Meetings of the Nomination Committee
Nomination Committee meetings are held on a regular basis, as determined annually in advance by the Board. Special meetings may be convened as required.
Other members of the Board can attend Nomination Committee meetings and the Committee can invite others, including any Telstra employees, to attend all or part of its meetings as it deems necessary or appropriate. However, if a person has a material personal interest in a matter that is being considered at a meeting, they must not be present for consideration of that matter.
The Board’s policy and procedure for the selection, nomination and appointment of Directors is discussed in more detail in the sections above entitled “Board membership and size” and “Board composition”.
Remuneration Committee
Role and responsibilities of the Remuneration Committee
The Remuneration Committee monitors and advises on:
- Board remuneration;
- CEO and Company Secretary performance and remuneration;
- the performance and remuneration of the executives who report directly to the CEO and any other members of the management team the Remuneration Committee determines should be subject to its supervision;
- remuneration strategies, practices and disclosures;
- employee share and option plans;
- management succession, capability and talent development;
- diversity (at all levels of the Company below Board level); and
- occupational health and safety (excluding those aspects which the Audit Committee has responsibility for under the Audit Committee Charter, in particular in relation to compliance and risk management).
The Committee also exercises the administrative powers delegated to it by the Board under Telstra’s share option plans and, in certain circumstances, makes offers to employees under those plans.
Composition and membership of the Remuneration Committee
The Remuneration Committee is comprised of at least three Board members including the Chairman of the Board, all of whom must be independent non-executive Directors. Each member is expected to:
- be familiar with the legal and regulatory disclosure requirements in relation to remuneration;
- have adequate knowledge of executive remuneration issues, including executive retention and termination policies, and short term and long term incentive arrangements;
- have a reasonable knowledge of Telstra and the industries in which it operates; and
- have the capacity to devote the required time and attention to prepare for, and attend, Committee meetings.
Telstra’s Remuneration Committee structure complies with the Amended ASX Principles and Recommendations.

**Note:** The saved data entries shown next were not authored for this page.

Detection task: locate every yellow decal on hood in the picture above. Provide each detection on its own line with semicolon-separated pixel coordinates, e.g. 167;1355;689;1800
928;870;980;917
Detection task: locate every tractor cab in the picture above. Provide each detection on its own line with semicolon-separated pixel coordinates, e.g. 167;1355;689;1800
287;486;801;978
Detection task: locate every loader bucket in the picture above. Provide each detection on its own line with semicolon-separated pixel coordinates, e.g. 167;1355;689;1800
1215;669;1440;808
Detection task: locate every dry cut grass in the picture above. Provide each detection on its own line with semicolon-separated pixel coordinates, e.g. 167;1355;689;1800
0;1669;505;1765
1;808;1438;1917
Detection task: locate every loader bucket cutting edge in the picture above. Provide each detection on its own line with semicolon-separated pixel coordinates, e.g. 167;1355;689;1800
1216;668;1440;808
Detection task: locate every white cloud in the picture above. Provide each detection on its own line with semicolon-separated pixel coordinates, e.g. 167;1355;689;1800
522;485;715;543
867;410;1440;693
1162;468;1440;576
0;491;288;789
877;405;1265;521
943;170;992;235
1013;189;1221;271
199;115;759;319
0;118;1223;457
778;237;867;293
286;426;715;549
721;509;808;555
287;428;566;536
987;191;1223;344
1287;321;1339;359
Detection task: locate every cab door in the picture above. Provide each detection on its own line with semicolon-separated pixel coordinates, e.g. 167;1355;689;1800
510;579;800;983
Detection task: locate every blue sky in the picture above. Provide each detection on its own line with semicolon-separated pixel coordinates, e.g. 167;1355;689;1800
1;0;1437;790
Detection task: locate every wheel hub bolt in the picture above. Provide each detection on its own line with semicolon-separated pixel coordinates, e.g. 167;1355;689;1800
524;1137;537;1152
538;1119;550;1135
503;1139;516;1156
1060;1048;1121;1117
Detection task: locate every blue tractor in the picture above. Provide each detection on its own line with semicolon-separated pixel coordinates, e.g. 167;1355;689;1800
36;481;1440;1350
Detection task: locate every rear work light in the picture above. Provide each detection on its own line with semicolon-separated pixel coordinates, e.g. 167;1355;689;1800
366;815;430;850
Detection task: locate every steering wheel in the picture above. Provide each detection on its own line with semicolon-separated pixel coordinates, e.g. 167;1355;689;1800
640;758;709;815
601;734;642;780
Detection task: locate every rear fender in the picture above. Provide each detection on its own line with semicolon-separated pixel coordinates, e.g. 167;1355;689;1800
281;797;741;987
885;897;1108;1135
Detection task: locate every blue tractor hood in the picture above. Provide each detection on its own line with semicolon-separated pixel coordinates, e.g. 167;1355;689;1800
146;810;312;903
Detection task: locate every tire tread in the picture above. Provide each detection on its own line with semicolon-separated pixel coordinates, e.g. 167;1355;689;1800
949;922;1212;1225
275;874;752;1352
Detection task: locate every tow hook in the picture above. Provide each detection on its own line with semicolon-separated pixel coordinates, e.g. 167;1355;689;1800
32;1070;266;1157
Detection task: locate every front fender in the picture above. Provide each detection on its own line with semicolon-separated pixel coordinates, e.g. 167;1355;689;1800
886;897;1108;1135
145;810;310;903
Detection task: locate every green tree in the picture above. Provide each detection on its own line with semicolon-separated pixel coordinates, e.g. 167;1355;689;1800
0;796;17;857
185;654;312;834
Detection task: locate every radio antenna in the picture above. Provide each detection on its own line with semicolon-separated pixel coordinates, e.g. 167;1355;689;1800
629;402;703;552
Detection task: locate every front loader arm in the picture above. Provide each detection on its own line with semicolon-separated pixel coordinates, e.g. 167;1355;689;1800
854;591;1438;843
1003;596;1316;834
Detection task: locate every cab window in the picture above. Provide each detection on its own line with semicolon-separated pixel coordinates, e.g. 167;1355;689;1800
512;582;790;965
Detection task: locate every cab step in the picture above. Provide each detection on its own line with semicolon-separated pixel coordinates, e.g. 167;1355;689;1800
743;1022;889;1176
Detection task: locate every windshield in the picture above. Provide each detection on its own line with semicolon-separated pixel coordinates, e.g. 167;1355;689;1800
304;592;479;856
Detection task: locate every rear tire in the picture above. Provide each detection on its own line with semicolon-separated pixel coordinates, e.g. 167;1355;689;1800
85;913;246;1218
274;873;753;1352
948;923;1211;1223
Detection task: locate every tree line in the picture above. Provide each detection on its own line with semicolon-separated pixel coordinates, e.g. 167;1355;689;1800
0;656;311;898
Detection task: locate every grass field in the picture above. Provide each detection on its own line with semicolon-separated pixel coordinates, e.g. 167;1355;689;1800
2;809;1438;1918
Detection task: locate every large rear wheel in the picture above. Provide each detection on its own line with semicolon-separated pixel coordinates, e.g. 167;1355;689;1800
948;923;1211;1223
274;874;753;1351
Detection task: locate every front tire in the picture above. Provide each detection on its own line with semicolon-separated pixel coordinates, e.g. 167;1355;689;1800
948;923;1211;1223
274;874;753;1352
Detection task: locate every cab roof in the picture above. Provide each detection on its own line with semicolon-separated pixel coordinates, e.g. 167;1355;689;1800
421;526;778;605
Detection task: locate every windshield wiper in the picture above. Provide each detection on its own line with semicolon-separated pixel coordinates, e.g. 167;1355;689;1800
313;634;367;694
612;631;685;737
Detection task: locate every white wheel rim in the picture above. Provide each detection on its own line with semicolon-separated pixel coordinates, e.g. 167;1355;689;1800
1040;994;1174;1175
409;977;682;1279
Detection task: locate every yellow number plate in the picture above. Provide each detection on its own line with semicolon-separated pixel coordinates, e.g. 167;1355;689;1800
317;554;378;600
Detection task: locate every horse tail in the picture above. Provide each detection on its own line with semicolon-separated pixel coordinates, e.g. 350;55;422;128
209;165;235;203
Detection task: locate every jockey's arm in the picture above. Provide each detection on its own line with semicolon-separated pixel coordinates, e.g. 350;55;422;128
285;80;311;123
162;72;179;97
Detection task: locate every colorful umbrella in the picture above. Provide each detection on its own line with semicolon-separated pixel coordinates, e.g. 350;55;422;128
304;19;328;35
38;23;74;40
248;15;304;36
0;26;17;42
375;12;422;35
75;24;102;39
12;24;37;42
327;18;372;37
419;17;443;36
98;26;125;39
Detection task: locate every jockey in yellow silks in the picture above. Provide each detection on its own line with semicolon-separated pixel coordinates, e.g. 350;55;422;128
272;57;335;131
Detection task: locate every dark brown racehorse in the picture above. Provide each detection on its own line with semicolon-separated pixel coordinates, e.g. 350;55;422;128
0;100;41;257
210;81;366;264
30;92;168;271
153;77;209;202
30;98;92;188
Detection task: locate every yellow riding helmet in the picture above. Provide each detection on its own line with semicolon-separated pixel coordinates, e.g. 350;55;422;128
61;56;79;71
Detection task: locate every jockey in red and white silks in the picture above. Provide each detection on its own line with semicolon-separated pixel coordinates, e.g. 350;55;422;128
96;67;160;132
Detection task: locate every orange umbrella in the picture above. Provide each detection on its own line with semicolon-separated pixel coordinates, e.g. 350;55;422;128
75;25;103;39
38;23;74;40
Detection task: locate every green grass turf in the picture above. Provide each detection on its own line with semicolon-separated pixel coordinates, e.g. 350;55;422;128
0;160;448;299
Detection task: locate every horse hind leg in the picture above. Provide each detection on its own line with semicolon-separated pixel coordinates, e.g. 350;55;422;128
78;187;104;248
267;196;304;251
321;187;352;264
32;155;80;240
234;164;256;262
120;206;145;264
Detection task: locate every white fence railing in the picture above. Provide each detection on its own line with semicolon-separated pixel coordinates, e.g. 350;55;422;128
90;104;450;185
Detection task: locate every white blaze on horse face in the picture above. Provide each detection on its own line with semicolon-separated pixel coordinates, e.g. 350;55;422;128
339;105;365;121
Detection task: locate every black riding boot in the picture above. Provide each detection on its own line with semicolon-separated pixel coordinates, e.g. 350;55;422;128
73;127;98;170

Meetings of the Remuneration Committee
Remuneration Committee meetings are held on a regular basis as determined annually in advance by the Board and scheduled to correspond with Telstra’s remuneration review and reporting cycle. Special meetings may be convened as required.
Other members of the Board can attend Remuneration Committee meetings and the Remuneration Committee may invite other people, including any Telstra employees, to attend all or part of its meetings, as it deems necessary or appropriate. However, if a person has a material personal interest in a matter that is being considered at a meeting, he/she must not be present for consideration of that matter.
Technology Committee
The Technology Committee allows the Board to review technology developments which may be relevant to Telstra’s business in greater detail than is possible at Board meetings. The Committee regularly reviews product development activities, including proposed new technology products and timelines to market. The Committee's primary purpose is educative and all Directors are encouraged to attend Committee meetings (which are scheduled to coincide with Board meetings).
NBN (National Broadband Network) Committee
The NBN Committee was established during fiscal 2009. The role of the NBN Committee was to assist the Board in discharging its responsibilities by monitoring and advising on the formulation and implementation of the Company’s strategy in relation to the Federal Government’s NBN policy initiative and the associated regulatory issues, and other matters arising from, or in connection with, the NBN. The Committee ceased operation during the second half of fiscal 2011 and was superseded by the NBN Due Diligence Committee.